Terabyte disks cost less than $50. If historical trends continue, then in 2022 you’ll be able to buy petabyte disks for a similar price. But it’s unlikely you’ll own one, because by then most of the world’s data will have waltzed its way into the cloud. A petabyte disk would be able to hold about a million full length movies, if mankind had actually made a million movies, but we haven’t. We’ve only made about 800,000, according to imdb.com. Movies consume disk space voraciously. They gobble up more space than sound recordings, which consume more megabytes than photos, which in turn dwarf text files, which in turn are hungrier for disk space than structured records stored in databases.
The Internet is voracious. It chews up about 6 exabytes of storage space (in 2010) But it’s less than 1 percent of all the data that’s stored, which now totals just under 1 zettabyte (i.e. 1000 exabytes or a million petabytes). Data growth has averaged about 60 percent per annum since the first computer stored the first file on the first magnetic tape, which suggests mankind will be storing a yottabyte of data by 2025. And if you really get a kick out of extrapolation you’ll be delirious to know that if that growth rate continues indefinitely then by the year 2325 we’ll be storing more bytes of data than there are atoms in the universe. Or not.
The Signal And The Noise
Bombyx mori silkworms make silk. You may know that. But 2000 years ago it was a secret and you wouldn’t have known it. It was an iron secret. Silk was incredibly valuable and the chinese merchants that made it kept the knowledge to themselves. They kept the secret for well over 2000 years. It is the best kept secret known to history, by a long long way.
Clearly, some information is supremely valuable. But it used to be very difficult to store. Before the invention of the first automated information technology (printing), the storing of information was achieved in just two ways:
- Writing it down by hand. Whole monasteries existed in the middle ages to do nothing more than reproduce copies of The Bible. They were human xerox communities.
- Storing it in the memory of appropriately trained people. That’s why epic poems (such as The Iliad) were composed in iambic pentameter, so that they could be remembered accurately.
We did the best we could to store valuable information. But now it’s easy and costs almost nothing. Consequently, some of the information we store has no real value. For example, the world’s population of security cameras is recording petabytes while you read this sentence. More than 99.999 percent of that data is utterly useless and will be discarded after a few days or weeks. Most of the cameras themselves will never record anything worth retaining. But that doesn’t make the security systems they serve useless. It’s one of those situations where the signal to noise ratio is extraordinarily low, but nevertheless it is worth tolerating the noise for the sake of the signal. The value of the signal is high and, at 10 cents a gigabyte, we can afford to store the noise for a while.

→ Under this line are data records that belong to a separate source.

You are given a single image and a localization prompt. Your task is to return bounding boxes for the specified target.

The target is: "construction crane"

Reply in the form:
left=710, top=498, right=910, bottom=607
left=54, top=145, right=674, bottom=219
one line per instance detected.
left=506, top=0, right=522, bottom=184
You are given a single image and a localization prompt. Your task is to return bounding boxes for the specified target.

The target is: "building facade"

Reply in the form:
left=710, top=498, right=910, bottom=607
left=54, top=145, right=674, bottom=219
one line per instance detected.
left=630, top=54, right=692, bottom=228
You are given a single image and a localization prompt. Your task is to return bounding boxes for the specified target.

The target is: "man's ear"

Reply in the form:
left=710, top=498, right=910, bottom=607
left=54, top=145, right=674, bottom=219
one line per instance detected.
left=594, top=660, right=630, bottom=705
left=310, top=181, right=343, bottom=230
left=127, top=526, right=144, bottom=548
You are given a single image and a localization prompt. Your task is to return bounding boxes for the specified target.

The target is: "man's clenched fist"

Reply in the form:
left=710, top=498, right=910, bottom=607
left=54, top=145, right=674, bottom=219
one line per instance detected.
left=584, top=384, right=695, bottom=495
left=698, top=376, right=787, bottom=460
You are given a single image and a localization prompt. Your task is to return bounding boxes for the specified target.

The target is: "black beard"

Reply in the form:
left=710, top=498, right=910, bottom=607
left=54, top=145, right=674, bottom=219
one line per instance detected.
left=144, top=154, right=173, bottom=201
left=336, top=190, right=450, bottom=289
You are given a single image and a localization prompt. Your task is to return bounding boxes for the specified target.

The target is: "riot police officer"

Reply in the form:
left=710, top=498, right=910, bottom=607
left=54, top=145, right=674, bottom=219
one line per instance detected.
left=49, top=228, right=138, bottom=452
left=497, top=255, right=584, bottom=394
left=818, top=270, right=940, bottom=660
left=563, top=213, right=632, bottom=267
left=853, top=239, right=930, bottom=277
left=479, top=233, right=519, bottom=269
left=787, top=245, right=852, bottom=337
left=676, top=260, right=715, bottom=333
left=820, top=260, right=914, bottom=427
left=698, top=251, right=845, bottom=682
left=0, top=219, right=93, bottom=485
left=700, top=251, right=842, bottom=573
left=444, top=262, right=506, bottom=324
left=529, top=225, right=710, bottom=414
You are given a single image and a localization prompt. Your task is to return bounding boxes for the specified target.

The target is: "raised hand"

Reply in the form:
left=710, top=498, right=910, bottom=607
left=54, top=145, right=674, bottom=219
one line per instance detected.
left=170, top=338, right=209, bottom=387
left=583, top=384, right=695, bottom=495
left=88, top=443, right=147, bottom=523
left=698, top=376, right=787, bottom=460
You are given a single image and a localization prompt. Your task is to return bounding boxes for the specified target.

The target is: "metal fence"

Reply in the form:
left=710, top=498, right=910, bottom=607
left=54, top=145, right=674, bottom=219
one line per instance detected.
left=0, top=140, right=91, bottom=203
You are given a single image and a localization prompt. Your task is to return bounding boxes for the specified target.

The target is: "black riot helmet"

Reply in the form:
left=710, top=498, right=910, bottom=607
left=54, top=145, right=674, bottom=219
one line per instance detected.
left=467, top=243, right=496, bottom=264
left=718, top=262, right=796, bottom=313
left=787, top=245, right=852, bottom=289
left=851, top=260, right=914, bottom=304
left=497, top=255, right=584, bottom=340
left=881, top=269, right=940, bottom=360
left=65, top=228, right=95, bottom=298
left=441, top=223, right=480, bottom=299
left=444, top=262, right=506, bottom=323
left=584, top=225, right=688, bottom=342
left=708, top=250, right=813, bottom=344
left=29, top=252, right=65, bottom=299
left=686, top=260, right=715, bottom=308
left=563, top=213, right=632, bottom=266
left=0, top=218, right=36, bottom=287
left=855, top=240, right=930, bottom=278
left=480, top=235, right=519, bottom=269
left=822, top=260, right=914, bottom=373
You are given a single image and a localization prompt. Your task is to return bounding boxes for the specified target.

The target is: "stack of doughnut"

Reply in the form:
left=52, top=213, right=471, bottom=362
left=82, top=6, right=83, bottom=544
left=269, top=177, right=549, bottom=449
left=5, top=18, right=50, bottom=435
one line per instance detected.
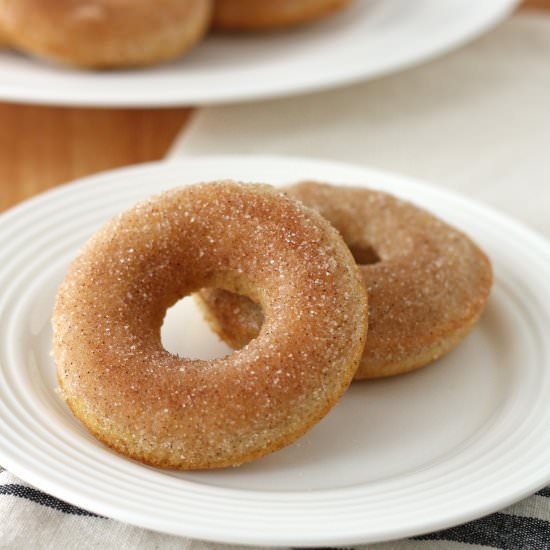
left=52, top=181, right=492, bottom=470
left=0, top=0, right=351, bottom=69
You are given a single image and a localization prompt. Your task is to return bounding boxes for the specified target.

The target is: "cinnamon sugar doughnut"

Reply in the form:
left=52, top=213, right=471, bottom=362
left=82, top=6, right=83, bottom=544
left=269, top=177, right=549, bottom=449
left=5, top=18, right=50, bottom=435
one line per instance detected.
left=0, top=0, right=212, bottom=68
left=213, top=0, right=351, bottom=30
left=53, top=182, right=367, bottom=469
left=197, top=183, right=492, bottom=379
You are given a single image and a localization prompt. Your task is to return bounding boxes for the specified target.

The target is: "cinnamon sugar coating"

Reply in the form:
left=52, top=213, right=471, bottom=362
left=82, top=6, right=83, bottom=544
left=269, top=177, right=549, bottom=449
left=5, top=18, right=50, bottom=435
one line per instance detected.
left=212, top=0, right=351, bottom=31
left=0, top=0, right=213, bottom=69
left=198, top=182, right=492, bottom=379
left=53, top=181, right=367, bottom=469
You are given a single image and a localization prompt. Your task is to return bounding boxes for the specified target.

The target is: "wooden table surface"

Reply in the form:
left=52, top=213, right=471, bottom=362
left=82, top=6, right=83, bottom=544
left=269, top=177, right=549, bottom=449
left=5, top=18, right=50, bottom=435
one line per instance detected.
left=0, top=0, right=550, bottom=212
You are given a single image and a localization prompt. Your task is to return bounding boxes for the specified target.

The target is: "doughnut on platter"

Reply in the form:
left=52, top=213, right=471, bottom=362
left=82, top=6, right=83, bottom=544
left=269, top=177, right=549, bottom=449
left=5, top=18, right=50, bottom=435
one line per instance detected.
left=0, top=157, right=550, bottom=546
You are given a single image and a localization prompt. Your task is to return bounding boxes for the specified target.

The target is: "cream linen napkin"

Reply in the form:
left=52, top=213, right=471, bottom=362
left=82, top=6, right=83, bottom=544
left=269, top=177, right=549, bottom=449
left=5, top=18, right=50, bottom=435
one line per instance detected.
left=0, top=10, right=550, bottom=550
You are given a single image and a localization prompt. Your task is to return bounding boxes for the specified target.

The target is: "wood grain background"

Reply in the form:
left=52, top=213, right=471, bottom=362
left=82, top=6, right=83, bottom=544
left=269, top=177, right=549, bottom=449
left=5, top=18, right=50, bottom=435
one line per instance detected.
left=0, top=0, right=550, bottom=212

Other examples of low signal to noise ratios include log files on computers (which you only care about when something goes wrong), archived email (which you hardly ever care about) and most data backups (which are rarely ever called up to strut their stuff.) If you proposed that such data shouldn’t be recorded you’d probably get fired for stupidity. The value of the data is in its potential use.
Business Intelligence and the Big Data Heaps
Every now and then a new area of application comes along which requires the aggregation of a huge heap of data. Internet search was perhaps the first application to become prominent in that context. To search the Internet, you first had to read it all, and though there were and still are thousands if not millions of sites that get almost no traffic The search engine still needs to read those faded web pages just in case someone somewhere wished to retrieve the information they contain.
And then there are the click streams. On web sites, businesses want to know who clicked on what and why. The only way to know is to collect every click and analyze it all, even though many of the clicks have no real relevance to improving web site effectiveness. Again we tolerate the noise for the sake of the signal.
Possibly the largest heaps of data come from social networks where hundreds of millions of people are being tracked every day. A particular example here are the multiplayer Internet games where everything every user’s avatar does is recorded. As far as I know, no-one is recording all the images yet, but if storage gets cheap enough it will happen in time.
The formula is simple enough:
Cost of Storage + Cost of Analysis < Value of Analysis
then the data will be stored.
As the cost of storage falls by data falls by 60-75% each year and so does the cost of analyzing it, the left hand side of this equation reduces all the time, making it worthwhile to analyze what was previously ignored.
There is no obvious end to this situation, as long as the costs keep falling. It’s possible that we might run out of things to analyze, but you only need to talk to the very large database (VLDB) vendors to discover that business is booming rather than waning. There is no shortage of applications.
So back to the original question: Do we need all this data?